5 kinds of data structure and 16 kinds of data access method

My recent post about datatype extensibility zoomed over at least one head, as per the comment thread. Since then I’ve googled, and come to suspect that part of what I was assuming as common knowledge may not be so common after all. So I’m going to back up and explain a bit about data access methods, as well as the sub-topic of data structures. If you take nothing else away from this post, I hope it will at least remind of you of the sheer variety of ways data can be stored on disk or in RAM.

First, let’s define the concept of data access method in three steps:

  1. The basic mission of a database management system is to, upon request, return part of the database to the requester. In a relational database, what’s returned will be a record or set of records; in an object-oriented database it will be an object or set of objects; and so on.
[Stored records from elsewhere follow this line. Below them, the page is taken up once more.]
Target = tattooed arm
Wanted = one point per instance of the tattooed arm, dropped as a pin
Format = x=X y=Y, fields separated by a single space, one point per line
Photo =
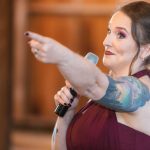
x=125 y=94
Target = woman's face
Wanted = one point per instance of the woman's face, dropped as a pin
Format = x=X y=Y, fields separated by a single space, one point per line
x=120 y=47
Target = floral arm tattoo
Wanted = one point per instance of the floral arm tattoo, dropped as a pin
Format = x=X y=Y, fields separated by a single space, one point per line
x=125 y=94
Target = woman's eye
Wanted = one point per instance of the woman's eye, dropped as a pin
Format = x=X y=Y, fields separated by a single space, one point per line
x=108 y=31
x=121 y=35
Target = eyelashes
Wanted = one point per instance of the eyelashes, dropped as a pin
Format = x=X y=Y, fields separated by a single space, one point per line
x=119 y=34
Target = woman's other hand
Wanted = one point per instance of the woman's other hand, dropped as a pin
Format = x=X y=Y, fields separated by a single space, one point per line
x=63 y=96
x=45 y=49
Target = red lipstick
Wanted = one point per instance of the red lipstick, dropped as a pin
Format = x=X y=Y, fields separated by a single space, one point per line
x=108 y=53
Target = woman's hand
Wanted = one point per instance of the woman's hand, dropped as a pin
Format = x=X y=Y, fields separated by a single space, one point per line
x=45 y=49
x=63 y=96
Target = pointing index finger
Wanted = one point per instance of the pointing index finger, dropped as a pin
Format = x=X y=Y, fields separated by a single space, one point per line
x=36 y=37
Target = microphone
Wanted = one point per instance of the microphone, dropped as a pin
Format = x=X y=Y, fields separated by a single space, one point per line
x=62 y=109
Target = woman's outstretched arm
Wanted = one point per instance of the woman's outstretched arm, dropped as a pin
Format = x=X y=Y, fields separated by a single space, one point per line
x=84 y=76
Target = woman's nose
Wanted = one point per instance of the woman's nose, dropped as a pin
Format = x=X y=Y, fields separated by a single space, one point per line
x=107 y=41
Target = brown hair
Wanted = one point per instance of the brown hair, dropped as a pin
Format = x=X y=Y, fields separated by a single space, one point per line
x=139 y=13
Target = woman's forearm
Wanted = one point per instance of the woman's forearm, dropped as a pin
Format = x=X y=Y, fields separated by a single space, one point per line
x=84 y=76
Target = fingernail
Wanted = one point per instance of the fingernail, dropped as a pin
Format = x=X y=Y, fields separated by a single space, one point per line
x=69 y=105
x=71 y=100
x=26 y=33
  2. In a few major brands of data warehouse appliance, the DBMS may call pretty much the whole database into memory, then find what it wants from there. Most other DBMS are more finicky, and try to retrieve from disk only the data requested. More precisely, they usually retrieve data blocks of a fixed size, and try to bring back only the blocks that may contain the information being looked for.

  3. How they make these selections is their data access method. More precisely, it’s the part of the data access method that deals with getting data off of disk. Often, there will be other parts that govern what happens to the data once it’s in memory.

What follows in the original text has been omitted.